Whether Ben earned his knowledge through working on the farm or working on the village board is tough to decipher; the approach is virtually the same. “I would say the conservative approach toward the town and farming go hand in hand,” he says. “With the town, you have to maintain what you have instead of starting new projects. It’s like people forget to maintain what they have.” 

Same goes for the farm. “Our main focus over the last few years has been … to improve what we have,” he says. “Once we get improvements like tiling, cleaning up the fields, making them so they’re easier to farm, then we will get the same job done quicker, and then there will be time to expand.”

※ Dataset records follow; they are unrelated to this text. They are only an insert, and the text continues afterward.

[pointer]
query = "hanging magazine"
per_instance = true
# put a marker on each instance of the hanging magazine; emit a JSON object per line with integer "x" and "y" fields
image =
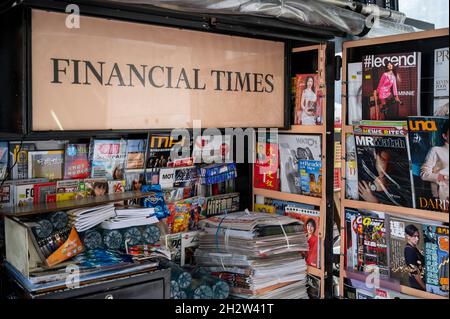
{"x": 428, "y": 140}
{"x": 384, "y": 174}
{"x": 391, "y": 86}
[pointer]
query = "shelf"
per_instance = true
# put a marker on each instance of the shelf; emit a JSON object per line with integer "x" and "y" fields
{"x": 406, "y": 211}
{"x": 396, "y": 38}
{"x": 394, "y": 286}
{"x": 315, "y": 272}
{"x": 316, "y": 201}
{"x": 69, "y": 204}
{"x": 308, "y": 48}
{"x": 306, "y": 129}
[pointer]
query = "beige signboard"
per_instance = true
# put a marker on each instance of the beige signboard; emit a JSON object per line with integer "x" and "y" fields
{"x": 110, "y": 74}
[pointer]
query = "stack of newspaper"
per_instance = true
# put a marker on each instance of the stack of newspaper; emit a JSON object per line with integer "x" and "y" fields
{"x": 258, "y": 255}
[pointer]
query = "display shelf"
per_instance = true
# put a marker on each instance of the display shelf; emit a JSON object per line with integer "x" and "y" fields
{"x": 16, "y": 211}
{"x": 315, "y": 272}
{"x": 304, "y": 129}
{"x": 316, "y": 201}
{"x": 351, "y": 50}
{"x": 406, "y": 211}
{"x": 393, "y": 286}
{"x": 305, "y": 49}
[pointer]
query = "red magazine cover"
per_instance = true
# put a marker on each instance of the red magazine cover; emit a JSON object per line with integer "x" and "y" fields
{"x": 391, "y": 86}
{"x": 310, "y": 219}
{"x": 308, "y": 100}
{"x": 266, "y": 165}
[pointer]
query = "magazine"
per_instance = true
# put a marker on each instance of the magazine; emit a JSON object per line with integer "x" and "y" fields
{"x": 406, "y": 246}
{"x": 391, "y": 86}
{"x": 76, "y": 162}
{"x": 107, "y": 158}
{"x": 354, "y": 92}
{"x": 441, "y": 65}
{"x": 165, "y": 149}
{"x": 18, "y": 155}
{"x": 436, "y": 259}
{"x": 135, "y": 154}
{"x": 267, "y": 162}
{"x": 384, "y": 174}
{"x": 351, "y": 168}
{"x": 211, "y": 149}
{"x": 294, "y": 148}
{"x": 308, "y": 100}
{"x": 46, "y": 164}
{"x": 311, "y": 224}
{"x": 428, "y": 141}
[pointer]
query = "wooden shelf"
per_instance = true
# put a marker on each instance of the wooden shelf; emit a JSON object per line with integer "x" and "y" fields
{"x": 316, "y": 201}
{"x": 405, "y": 211}
{"x": 305, "y": 129}
{"x": 393, "y": 286}
{"x": 69, "y": 204}
{"x": 396, "y": 38}
{"x": 305, "y": 49}
{"x": 315, "y": 272}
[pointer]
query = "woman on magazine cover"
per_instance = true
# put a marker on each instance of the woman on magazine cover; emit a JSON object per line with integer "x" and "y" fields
{"x": 311, "y": 258}
{"x": 384, "y": 188}
{"x": 306, "y": 115}
{"x": 386, "y": 92}
{"x": 435, "y": 168}
{"x": 414, "y": 259}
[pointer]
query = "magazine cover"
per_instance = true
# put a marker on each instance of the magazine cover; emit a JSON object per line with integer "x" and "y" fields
{"x": 441, "y": 72}
{"x": 391, "y": 86}
{"x": 267, "y": 162}
{"x": 116, "y": 186}
{"x": 354, "y": 92}
{"x": 436, "y": 259}
{"x": 311, "y": 224}
{"x": 406, "y": 255}
{"x": 351, "y": 168}
{"x": 18, "y": 154}
{"x": 161, "y": 147}
{"x": 384, "y": 174}
{"x": 3, "y": 160}
{"x": 366, "y": 241}
{"x": 41, "y": 190}
{"x": 134, "y": 179}
{"x": 294, "y": 148}
{"x": 46, "y": 164}
{"x": 310, "y": 177}
{"x": 428, "y": 141}
{"x": 440, "y": 107}
{"x": 212, "y": 149}
{"x": 96, "y": 187}
{"x": 108, "y": 158}
{"x": 135, "y": 154}
{"x": 308, "y": 100}
{"x": 280, "y": 205}
{"x": 7, "y": 194}
{"x": 76, "y": 162}
{"x": 261, "y": 208}
{"x": 220, "y": 204}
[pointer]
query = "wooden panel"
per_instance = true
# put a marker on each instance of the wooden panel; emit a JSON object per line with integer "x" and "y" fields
{"x": 151, "y": 77}
{"x": 16, "y": 243}
{"x": 406, "y": 211}
{"x": 70, "y": 204}
{"x": 396, "y": 38}
{"x": 288, "y": 197}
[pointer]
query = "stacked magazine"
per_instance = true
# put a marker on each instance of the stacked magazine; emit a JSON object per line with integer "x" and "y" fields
{"x": 259, "y": 255}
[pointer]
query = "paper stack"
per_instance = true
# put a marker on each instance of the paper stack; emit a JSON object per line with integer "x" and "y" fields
{"x": 259, "y": 255}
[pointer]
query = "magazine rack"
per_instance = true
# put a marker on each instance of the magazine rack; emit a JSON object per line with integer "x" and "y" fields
{"x": 316, "y": 59}
{"x": 353, "y": 51}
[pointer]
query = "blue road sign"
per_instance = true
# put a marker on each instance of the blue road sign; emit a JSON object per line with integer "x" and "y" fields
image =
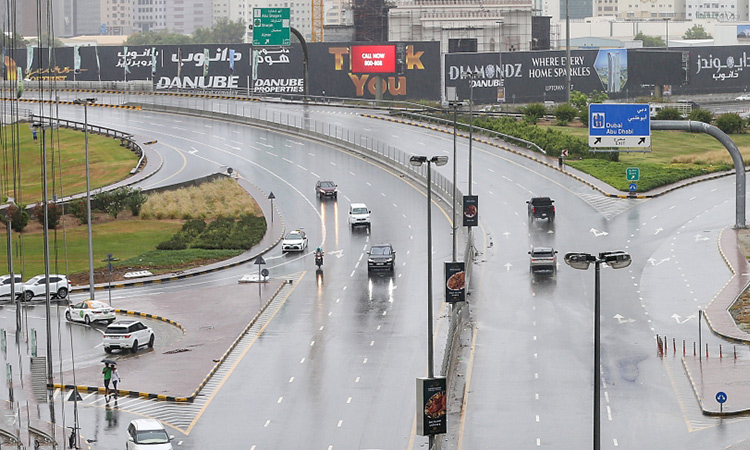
{"x": 619, "y": 125}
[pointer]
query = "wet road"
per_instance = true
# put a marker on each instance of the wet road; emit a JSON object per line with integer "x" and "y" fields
{"x": 345, "y": 350}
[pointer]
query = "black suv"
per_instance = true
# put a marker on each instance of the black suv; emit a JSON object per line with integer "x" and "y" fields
{"x": 541, "y": 208}
{"x": 326, "y": 189}
{"x": 381, "y": 256}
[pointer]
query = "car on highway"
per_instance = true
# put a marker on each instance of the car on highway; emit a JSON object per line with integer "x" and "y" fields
{"x": 89, "y": 311}
{"x": 295, "y": 241}
{"x": 148, "y": 434}
{"x": 326, "y": 189}
{"x": 127, "y": 335}
{"x": 5, "y": 285}
{"x": 359, "y": 215}
{"x": 59, "y": 286}
{"x": 541, "y": 208}
{"x": 381, "y": 256}
{"x": 543, "y": 260}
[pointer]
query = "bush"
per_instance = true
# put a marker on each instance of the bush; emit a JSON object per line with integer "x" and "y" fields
{"x": 730, "y": 123}
{"x": 565, "y": 113}
{"x": 54, "y": 212}
{"x": 533, "y": 112}
{"x": 135, "y": 201}
{"x": 669, "y": 114}
{"x": 19, "y": 218}
{"x": 701, "y": 115}
{"x": 77, "y": 208}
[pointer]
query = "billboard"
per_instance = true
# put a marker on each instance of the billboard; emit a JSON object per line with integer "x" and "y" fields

The Massey Ferguson 8735S: Efficiency On The Go

“Every penny adds up,” says Laun, as he pulls his Massey Ferguson 8735S into an equipment shed next to an older model MF8650. In the back of the same shed is a Gleaner S97 combine. Ben doesn’t take equipment purchases lightly. Efficiency is key.

Adding a complicated variable to his efficiency equation is the layout of his farm, with fields spread across some 30 miles. “It’s important to have reliable equipment that can get down the road quickly,” he says. 

But it’s more than just moving between fields. “The fields are all different,” says Mitch Merz of Merz Farm Equipment in Falls City, Nebraska. Mitch helped get Ben in the AGCO equipment that works best for his unique operation. “This field has a little different topography than another field,” says Mitch. “He’s got terraces that are closer together, wider, bigger,” he says.

Ben adds that even within a single terrace, the equipment need may change: “You can go a couple hundred feet in the field and get into clay soil, and it requires a lot more horsepower to get the same job done.”

Ben says that makes the Dyna-VT transmission on the 8735S essential to efficiency in his operation. Dynamic Tractor Management (DTM) adjusts engine power according to load, maintaining travel speed and maximizing fuel efficiency. “It just seamlessly controls itself,” says Ben. “It just takes the guesswork out of it.”

And that travel time between fields? “It’s real important to move from field to field quickly,” he says. With the 8735S, “it might mean getting an extra 10 acres planted in a day because you didn’t spend that time on the road.” In an operation of 1600 acres, as Ben says, that does “add up.”

“Ben is very analytical in the way he does things; he’s definitely doing things by the numbers,” says Mitch. “He’s not buying stuff just because of the brand. He’s not buying stuff just because of what his neighbors have. Ben is buying things that make sense for him financially, analytically, throughout the farm.”

That analysis goes beyond finances and extends to stewardship, and Ben’s equipment fits that approach as well. While the Massey Ferguson tractor saves on fuel, the Gleaner combine’s lightweight design makes a conservative harvest possible, even in wetter conditions. “Two years ago, we had a very wet harvest. And we were able to be in the field when some other people were sitting,” he says. The lighter weight of the combine meant less compaction; “We didn’t have to do any tillage afterwards,” Ben says.

The MF8735S pulls the grain cart alongside the combine and Ben calls the tractor “absolutely perfect” for that work. Again, in spite of varied field conditions, DTM helps “match the speed of the combine,” he says, while helping him save fuel.

“From an analytical side, where he’s measuring every single input that he’s putting on that farm, he knows what he’s doing,” says Mitch.